The nation is understandably absorbed in the fate of Narasimha Rao. But his future is irrelevant since the damage he has done is done. What should really concern us is the larger, infinitely more salient, fate of the Congress. Indian democracy is not so rich as to contemplate life without the party which unshackled the country from the colonial yoke. We do not need Narasimha Rao but we do need the Congress.

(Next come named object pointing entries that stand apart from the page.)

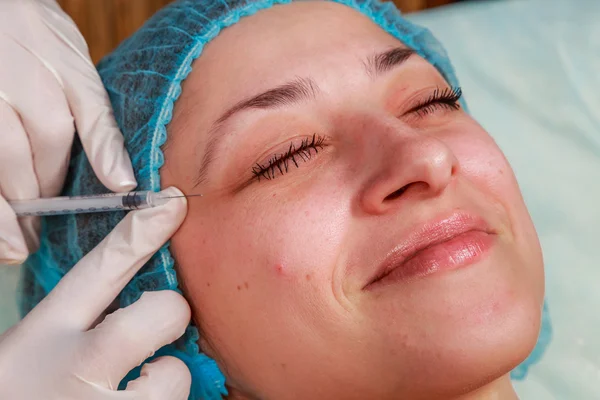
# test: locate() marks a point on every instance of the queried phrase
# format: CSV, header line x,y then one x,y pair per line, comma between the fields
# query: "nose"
x,y
421,165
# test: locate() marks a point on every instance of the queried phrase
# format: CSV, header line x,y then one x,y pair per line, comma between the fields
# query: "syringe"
x,y
90,204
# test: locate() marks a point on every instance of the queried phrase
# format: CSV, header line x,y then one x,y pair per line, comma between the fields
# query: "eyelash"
x,y
440,98
283,161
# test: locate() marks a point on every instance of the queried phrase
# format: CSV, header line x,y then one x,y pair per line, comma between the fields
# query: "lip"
x,y
450,242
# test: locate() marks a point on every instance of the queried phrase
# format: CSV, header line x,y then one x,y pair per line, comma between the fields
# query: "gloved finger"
x,y
89,288
164,378
17,175
12,243
44,113
130,335
100,136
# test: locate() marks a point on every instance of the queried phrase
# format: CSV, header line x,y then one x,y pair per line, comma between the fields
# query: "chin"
x,y
489,350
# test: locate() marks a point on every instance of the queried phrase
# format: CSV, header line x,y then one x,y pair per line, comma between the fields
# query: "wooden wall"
x,y
105,23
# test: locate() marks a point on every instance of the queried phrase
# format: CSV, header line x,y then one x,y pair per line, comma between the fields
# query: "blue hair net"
x,y
143,78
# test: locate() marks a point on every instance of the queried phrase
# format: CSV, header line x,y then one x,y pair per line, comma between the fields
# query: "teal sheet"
x,y
530,71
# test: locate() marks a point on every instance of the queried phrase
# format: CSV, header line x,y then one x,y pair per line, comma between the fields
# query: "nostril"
x,y
397,193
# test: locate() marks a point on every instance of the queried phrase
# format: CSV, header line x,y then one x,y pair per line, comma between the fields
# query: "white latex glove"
x,y
55,354
48,87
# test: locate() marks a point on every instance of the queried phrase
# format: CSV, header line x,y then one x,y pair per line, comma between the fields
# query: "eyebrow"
x,y
293,92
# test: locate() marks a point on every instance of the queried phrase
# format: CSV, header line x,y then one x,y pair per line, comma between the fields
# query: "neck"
x,y
500,389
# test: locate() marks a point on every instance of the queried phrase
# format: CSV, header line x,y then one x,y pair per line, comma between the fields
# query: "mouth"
x,y
443,244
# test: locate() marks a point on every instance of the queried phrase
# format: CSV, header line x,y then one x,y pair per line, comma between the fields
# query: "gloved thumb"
x,y
163,378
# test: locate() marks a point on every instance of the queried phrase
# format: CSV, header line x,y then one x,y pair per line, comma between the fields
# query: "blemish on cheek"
x,y
279,269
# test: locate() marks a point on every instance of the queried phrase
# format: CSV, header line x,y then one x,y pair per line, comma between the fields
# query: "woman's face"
x,y
355,162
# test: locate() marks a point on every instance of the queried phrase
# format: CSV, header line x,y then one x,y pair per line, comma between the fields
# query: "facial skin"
x,y
275,270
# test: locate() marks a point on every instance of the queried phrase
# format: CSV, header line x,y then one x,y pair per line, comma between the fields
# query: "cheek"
x,y
484,165
275,254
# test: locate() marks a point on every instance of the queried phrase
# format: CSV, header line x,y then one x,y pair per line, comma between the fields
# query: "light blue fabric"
x,y
143,78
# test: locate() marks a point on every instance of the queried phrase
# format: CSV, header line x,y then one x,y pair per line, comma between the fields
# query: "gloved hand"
x,y
48,87
56,353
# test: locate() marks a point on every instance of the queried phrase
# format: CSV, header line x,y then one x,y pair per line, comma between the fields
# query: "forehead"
x,y
310,38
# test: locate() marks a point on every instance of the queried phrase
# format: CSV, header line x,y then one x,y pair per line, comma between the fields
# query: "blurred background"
x,y
105,23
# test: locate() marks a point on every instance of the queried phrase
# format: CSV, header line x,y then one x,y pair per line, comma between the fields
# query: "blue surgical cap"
x,y
143,78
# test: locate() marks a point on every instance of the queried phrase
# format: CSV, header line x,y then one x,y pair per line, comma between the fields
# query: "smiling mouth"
x,y
457,241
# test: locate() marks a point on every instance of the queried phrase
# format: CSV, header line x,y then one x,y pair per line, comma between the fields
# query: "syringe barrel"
x,y
84,204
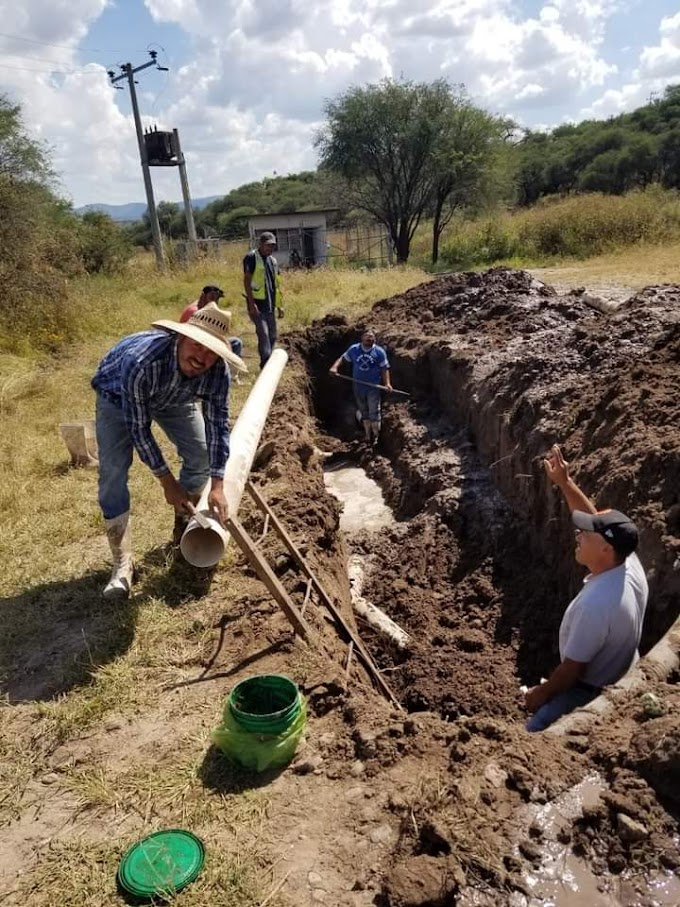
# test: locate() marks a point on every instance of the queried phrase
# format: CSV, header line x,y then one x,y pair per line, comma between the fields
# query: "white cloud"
x,y
658,66
250,96
663,61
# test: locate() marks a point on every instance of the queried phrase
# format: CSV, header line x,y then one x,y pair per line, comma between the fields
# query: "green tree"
x,y
466,161
381,140
104,246
21,157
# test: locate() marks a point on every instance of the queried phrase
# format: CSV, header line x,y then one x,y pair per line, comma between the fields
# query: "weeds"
x,y
580,226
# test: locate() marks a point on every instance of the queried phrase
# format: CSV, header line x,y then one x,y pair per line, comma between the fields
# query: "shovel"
x,y
379,387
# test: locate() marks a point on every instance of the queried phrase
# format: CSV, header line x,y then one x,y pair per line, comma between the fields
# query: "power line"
x,y
96,50
58,72
42,59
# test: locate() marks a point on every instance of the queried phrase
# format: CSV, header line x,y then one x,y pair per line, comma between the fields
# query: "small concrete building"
x,y
301,236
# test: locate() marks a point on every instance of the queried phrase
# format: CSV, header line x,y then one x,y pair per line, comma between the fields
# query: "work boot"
x,y
120,542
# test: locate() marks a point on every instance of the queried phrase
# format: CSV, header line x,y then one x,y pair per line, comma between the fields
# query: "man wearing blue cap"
x,y
262,291
601,628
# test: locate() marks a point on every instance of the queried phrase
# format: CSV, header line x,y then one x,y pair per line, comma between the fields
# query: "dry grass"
x,y
635,267
71,666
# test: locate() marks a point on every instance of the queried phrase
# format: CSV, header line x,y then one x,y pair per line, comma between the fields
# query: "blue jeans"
x,y
559,705
182,423
265,327
369,402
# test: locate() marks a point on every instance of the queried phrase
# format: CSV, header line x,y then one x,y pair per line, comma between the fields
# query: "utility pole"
x,y
129,73
188,210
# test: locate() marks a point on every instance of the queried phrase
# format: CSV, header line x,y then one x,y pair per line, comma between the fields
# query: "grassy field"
x,y
72,669
560,231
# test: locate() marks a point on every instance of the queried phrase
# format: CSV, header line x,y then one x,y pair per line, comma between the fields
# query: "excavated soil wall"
x,y
479,568
500,367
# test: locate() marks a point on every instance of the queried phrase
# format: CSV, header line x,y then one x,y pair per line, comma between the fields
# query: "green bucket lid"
x,y
161,864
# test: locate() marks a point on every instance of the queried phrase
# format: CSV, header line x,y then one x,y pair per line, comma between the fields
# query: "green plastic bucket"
x,y
265,703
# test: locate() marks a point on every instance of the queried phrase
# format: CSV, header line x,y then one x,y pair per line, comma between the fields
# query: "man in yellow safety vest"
x,y
263,293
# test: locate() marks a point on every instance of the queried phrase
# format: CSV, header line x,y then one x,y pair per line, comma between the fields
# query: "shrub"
x,y
576,226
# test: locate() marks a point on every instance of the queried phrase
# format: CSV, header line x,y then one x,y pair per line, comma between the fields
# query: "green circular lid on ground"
x,y
161,864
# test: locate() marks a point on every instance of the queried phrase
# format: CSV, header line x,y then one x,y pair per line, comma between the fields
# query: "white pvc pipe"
x,y
205,546
377,618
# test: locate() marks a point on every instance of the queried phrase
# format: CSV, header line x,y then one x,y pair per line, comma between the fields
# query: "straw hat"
x,y
210,327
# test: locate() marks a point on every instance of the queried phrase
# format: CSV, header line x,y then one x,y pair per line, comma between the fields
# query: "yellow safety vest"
x,y
259,283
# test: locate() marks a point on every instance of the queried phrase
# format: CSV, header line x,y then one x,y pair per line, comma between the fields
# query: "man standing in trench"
x,y
601,628
370,365
159,376
263,293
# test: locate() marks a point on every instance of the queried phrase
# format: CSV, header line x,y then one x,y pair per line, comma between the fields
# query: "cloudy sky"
x,y
247,78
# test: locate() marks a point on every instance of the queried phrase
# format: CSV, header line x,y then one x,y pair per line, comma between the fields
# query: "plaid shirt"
x,y
141,376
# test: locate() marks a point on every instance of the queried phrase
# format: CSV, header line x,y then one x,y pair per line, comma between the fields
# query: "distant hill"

One of the main reasons for the disenchantment of our electorate with the practice of democracy today is the lack of meaningful choice. The party most likely to fill the breach, the BJP, gives sleepless nights to many decent citizens because at its core it is animated by a vision of India which defies history. Even if one avoids the word ‘communal’, few will deny that the party is caught up with minority-bashing as a matter of policy. At the moment, things are going well for the BJP with Mr Vajpayee adopting a moderate course. However, one can be sure that if the party suffers electoral reverses, it will find another mosque which offends "Hindu self-respect".

In the other corner, you have some humane people who have joined others to form the United Front. Unfortunately, the base of this formation is supported by rampant caste and regional chauvinism. Federalism is an unexceptionable mantra, but scratch its surface and you find parties and leaders who cannot see beyond their state. Communalism is undoubtedly a bigger danger to our republic than casteism or regionalism, but the latter are not far behind.

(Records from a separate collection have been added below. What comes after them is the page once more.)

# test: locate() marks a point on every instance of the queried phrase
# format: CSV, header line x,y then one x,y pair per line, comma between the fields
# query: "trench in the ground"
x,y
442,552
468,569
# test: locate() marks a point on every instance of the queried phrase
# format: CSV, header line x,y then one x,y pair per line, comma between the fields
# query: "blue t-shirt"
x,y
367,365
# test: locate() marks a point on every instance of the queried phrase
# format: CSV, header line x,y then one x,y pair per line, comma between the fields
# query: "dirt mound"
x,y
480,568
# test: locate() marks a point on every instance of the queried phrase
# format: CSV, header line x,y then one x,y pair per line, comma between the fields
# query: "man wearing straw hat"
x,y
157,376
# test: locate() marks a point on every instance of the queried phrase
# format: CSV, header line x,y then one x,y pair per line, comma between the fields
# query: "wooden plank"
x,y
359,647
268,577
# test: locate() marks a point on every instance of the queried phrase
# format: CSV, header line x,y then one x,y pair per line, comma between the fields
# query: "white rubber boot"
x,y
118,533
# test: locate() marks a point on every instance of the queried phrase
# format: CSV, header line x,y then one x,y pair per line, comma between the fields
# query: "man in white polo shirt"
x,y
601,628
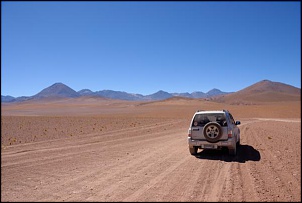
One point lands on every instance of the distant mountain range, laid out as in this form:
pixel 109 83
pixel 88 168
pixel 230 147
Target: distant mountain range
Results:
pixel 253 92
pixel 60 90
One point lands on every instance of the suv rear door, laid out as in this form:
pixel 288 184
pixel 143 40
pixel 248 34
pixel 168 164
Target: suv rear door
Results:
pixel 201 119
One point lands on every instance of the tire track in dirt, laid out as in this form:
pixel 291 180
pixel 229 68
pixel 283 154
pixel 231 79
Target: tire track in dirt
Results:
pixel 87 140
pixel 104 183
pixel 276 186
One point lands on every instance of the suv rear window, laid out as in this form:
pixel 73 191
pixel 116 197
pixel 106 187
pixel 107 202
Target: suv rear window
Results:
pixel 202 119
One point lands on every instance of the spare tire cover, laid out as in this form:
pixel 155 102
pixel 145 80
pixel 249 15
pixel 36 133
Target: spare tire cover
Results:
pixel 212 131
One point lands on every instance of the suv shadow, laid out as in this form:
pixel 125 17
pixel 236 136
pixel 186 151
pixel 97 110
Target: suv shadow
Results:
pixel 244 153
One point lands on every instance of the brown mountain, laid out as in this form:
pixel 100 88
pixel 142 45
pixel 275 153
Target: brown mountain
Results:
pixel 263 91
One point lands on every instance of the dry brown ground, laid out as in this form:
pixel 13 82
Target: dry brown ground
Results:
pixel 102 150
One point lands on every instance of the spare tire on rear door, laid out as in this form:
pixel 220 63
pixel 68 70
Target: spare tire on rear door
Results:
pixel 212 131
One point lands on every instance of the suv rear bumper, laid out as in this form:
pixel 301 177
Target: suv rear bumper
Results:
pixel 203 144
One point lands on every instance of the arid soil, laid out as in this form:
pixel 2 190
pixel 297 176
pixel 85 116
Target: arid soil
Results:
pixel 129 151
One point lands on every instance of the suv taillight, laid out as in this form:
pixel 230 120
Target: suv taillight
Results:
pixel 230 133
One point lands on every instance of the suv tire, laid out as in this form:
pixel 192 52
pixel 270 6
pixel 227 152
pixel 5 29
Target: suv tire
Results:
pixel 212 131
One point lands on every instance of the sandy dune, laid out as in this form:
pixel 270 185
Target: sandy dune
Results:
pixel 131 151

We are left, then, with an organisation which is steeped in self-aggrandisement and one which is disappearing fast from the electoral map. Nevertheless, for hundreds of millions spread across the length and breadth of the country, the Congress is the only refuge. Because for all its venality and depravity, it is neither communal nor casteist. Sure, it has frequently courted both these evils but it was, and could again become, a party striving for a society in which a citizen is not identified by his religion or caste or state.

Such a society is what our founding fathers envisaged. We cannot allow Narasimha Rao and Sukh Ram and Shankaranand and Satish Sharma to destroy the organ which once promised that dream.